O Recorrido apresentou contra-alegações, que culmina com as seguintes e doutas conclusões:
«
a) O recurso interposto da douta sentença pela Fazenda Nacional deverá ser rejeitado uma vez que a recorrente não cumpriu o ónus da especificação obrigatória imposta pelo disposto no artigo 640.º n.º 1 e 2 do CPC de especificar os concretos pontos de facto que considera incorretamente julgados e os concretos meios probatórios que impunham decisão sobre os pontos da matéria de facto impugnados diversa da recorrida.
b) Sem prejuízo do alegado sempre se dirá que a douta sentença recorrida não padece dos vícios de nulidade invocados pela Fazenda Nacional porquanto, especifica de forma clara os fundamentos de facto e de direito da decisão, concluindo, em síntese, e como questão essencial, que a "não resta senão concluir que a AT não logrou demonstrar a existência de indícios sérios e fundados de que os custos com a aquisição de mercadorias em causa têm por base operações simuladas. Efectivamente, no RIT que está na génese das liquidações impugnadas nada é dito a respeito da fiabilidade dos registos contabilísticos do Impugnante, nem a respeito das compras que realizou em 2001com esses fornecedores. Também nada é dito no RIT relativamente aos meios de pagamento utilizados pelo Impugnante para pagamento das mercadorias. Ou seja, a AT não recolheu junto do Impugnante indícios sérios, coerentes e objetivos de que os custos que foram corrigidos não têm por base operações reais.
c) Do teor da decisão recorrida poderá constatar-se o sentido e o alcance da decisão: que a Administração Tributária não demonstrou a existência de indícios sérios e objetivos de que as transações do impugnante são simuladas.
d) Como também se retira do sentido da decisão recorrida o meritíssimo juiz a quo constatou que as liquidações impugnadas estão mal fundamentadas porquanto o relatório de inspecção tributária não permite concluir que factos ou indícios são apontados ao impugnante que permitam provar e demonstrar que as compras tituladas pelas facturas dos fornecedores em questão são falsas, não bastando, pois, transcrever conclusões relativamente a outros fornecedores objecto de inspecções que não são do conhecimento do impugnante.
e) Da decisão recorrida conclui-se que a Administração Tributária apenas se baseou em meros indícios e conclusões provenientes de informações de outras Direcções de Finanças, que não analisaram a escrita nem a realidade do negócio do recorrido, mas apenas a escrita de sujeitos passivos terceiros.
f) E, transcrevendo-se a "transcrição" dos fundamentos vertidos no do venerando Acórdão do TCA Sul (proc. n.0 07169/13 de 18.06.2015, disponível in www.dgsi.pt em que as partes são as mesmas, a "AT não escreve uma única linha sobre a forma como o Recorrido desenvolve a sua atividade, ou como se relaciona com aqueles fornecedores que são reputados com emitentes de facturas falsas" e, "ainda que resultasse provado que um determinado fornecedor emite facturas falsas, tal não significa necessariamente que o tenha feito de todas as vezes que emitiu facturas falsas, com todos os seus clientes' (...)
"Os indícios recolhidos relativamente a um fornecedor não podem ser usados de forma generalizada e indiscriminada sem a devida cominação de quem recebe a fatura”.

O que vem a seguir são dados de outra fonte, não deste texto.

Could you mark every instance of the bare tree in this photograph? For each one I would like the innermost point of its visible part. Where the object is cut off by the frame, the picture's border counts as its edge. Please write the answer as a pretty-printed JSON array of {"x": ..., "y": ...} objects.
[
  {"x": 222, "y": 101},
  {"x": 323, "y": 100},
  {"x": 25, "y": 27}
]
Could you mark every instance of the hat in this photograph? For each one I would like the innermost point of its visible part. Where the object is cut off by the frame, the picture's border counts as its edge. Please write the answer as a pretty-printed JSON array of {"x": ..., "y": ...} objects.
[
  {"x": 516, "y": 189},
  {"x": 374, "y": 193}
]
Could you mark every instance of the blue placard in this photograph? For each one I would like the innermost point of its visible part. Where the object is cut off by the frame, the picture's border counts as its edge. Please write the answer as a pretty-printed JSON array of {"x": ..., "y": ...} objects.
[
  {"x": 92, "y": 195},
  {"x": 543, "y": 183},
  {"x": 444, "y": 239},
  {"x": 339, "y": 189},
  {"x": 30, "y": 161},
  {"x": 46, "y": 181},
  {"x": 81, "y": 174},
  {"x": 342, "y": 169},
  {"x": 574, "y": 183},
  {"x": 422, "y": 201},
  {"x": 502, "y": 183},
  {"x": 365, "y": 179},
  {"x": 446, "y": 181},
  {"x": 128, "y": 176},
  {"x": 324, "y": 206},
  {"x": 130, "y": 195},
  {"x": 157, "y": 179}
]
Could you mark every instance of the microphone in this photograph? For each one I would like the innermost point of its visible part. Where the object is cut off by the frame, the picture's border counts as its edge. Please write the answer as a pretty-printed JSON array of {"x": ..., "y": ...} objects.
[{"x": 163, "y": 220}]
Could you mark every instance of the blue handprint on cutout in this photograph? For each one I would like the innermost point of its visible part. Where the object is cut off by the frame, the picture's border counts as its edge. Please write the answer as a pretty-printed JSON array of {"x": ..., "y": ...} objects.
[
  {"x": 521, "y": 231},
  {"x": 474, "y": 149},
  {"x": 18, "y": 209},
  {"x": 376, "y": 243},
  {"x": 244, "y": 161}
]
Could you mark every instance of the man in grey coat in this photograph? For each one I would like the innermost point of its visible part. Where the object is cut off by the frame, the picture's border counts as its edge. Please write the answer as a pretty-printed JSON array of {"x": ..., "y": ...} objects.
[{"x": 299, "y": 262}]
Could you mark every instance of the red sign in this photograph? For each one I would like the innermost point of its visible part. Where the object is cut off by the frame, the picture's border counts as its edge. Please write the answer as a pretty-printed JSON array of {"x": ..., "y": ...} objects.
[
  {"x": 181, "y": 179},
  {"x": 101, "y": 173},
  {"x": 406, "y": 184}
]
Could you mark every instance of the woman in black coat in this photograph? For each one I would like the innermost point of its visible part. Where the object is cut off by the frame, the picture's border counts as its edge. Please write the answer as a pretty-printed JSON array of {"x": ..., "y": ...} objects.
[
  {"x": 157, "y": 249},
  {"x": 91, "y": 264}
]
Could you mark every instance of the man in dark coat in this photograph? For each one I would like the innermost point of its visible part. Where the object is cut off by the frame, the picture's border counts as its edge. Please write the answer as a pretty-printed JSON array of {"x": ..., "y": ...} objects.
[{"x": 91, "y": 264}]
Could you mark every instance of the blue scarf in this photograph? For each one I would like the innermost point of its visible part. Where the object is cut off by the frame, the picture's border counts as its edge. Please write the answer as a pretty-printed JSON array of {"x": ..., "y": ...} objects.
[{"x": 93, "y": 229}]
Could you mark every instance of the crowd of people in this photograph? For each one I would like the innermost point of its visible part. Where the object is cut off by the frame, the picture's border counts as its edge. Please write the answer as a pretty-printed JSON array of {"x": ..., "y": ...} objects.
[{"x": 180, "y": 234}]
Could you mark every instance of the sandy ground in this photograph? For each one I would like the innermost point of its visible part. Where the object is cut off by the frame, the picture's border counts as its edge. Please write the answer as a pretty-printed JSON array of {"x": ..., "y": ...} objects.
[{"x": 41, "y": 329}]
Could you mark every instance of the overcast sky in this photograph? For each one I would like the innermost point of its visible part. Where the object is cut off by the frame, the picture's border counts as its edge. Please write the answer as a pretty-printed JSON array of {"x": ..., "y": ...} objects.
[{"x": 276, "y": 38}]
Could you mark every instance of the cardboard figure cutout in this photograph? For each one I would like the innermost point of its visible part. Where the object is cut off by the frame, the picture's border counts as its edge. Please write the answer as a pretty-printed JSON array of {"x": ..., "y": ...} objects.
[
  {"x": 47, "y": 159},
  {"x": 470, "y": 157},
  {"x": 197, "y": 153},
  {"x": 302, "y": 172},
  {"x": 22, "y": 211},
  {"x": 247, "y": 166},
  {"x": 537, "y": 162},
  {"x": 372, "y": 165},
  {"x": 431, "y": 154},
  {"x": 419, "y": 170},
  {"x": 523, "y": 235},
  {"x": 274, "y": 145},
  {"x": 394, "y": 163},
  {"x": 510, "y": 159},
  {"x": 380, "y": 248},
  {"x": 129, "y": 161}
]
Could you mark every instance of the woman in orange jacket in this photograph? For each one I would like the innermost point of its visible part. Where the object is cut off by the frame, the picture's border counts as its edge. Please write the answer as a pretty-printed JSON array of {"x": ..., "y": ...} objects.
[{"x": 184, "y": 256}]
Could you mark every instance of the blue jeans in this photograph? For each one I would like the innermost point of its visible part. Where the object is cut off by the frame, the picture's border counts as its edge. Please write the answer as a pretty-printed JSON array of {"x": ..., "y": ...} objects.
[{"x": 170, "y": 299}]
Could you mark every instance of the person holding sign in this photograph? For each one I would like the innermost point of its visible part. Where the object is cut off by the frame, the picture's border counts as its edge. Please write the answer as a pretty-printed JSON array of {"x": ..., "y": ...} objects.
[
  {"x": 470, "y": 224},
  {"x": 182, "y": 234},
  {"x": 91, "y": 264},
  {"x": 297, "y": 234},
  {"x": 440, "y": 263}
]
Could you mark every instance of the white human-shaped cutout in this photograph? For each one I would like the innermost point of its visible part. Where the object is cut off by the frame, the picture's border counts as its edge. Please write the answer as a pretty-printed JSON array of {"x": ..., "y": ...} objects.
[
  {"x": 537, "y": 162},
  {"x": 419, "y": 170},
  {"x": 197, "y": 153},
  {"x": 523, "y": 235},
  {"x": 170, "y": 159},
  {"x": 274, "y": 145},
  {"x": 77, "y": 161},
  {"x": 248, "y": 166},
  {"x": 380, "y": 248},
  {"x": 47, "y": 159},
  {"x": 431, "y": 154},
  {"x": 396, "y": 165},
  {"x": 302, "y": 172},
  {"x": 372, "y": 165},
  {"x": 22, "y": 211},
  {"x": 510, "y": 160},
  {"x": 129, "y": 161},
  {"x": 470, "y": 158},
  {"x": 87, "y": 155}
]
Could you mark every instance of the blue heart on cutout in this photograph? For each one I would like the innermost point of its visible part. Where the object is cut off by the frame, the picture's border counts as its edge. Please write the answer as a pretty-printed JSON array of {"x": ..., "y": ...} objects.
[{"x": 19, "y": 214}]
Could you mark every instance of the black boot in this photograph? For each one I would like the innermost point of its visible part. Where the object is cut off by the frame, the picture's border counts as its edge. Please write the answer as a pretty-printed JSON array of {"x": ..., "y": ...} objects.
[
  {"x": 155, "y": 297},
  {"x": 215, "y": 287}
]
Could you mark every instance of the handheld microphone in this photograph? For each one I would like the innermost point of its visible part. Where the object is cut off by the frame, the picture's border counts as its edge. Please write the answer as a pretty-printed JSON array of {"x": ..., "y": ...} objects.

E de que "O Juízo subjacente à desconsideração das operações por falsas reside única e exclusivamente em inspeções efectuadas aos fornecedores, com caráter genérico e sem confronto com a situação concreta do Recorrido”.


g) Já no que respeita ao teor do Relatório de Inspecção Tributária, que se encontra junto ao Processo Administrativo, do seu teor (Cfr. ALÍNEA q da fundamentação de facto) só poderia chegar-se à conclusão da FALTA DE FUNDAMENTAÇÃO da liquidação de IRS e JC impugnadas.
h) A falta ou insuficiência de inspecção directa aos elementos do impugnante, permitiram uma má fundamentação do acto, como bem se conclui na douta sentença recorrida, e pelas seguintes razões e que se pode constatar do "teor" do relatório de inspecção tributária:
- A Administração Tributária, não analisou os fluxos financeiros, nomeadamente, os meios de pagamento (cheques) que o impugnante utilizou para aquisição de sucata. quer durante o procedimento de inspecção quer em sede de reclamação graciosa;
- A Administração Tributária também não analisou os recebimentos, correspondentes à sucata que o impugnante vendeu aos seus clientes (espelhados na sua contabilidade), quer durante o procedimento de inspecção, quer em sede de reclamação graciosa;
- A Administração Tributária desprezou a estrutura organizacional do impugnante, composta por estaleiro, máquinas, viaturas e cerca de 16 empregados (estes comprováveis na Segurança Social apesar de terem estado nas instalações do impugnante vários Inspectores Tributários, em operações de surpresa, por diversas vezes (facto que se omite no relatório), onde puderam constatar a realidade da actividade exercida pelo impugnante.
- A Administração Tributária desconsiderou que sem as compras o impugnante não poderia ter feito as vendas, declaradas, como ficou provado pelo Relatório Pericial.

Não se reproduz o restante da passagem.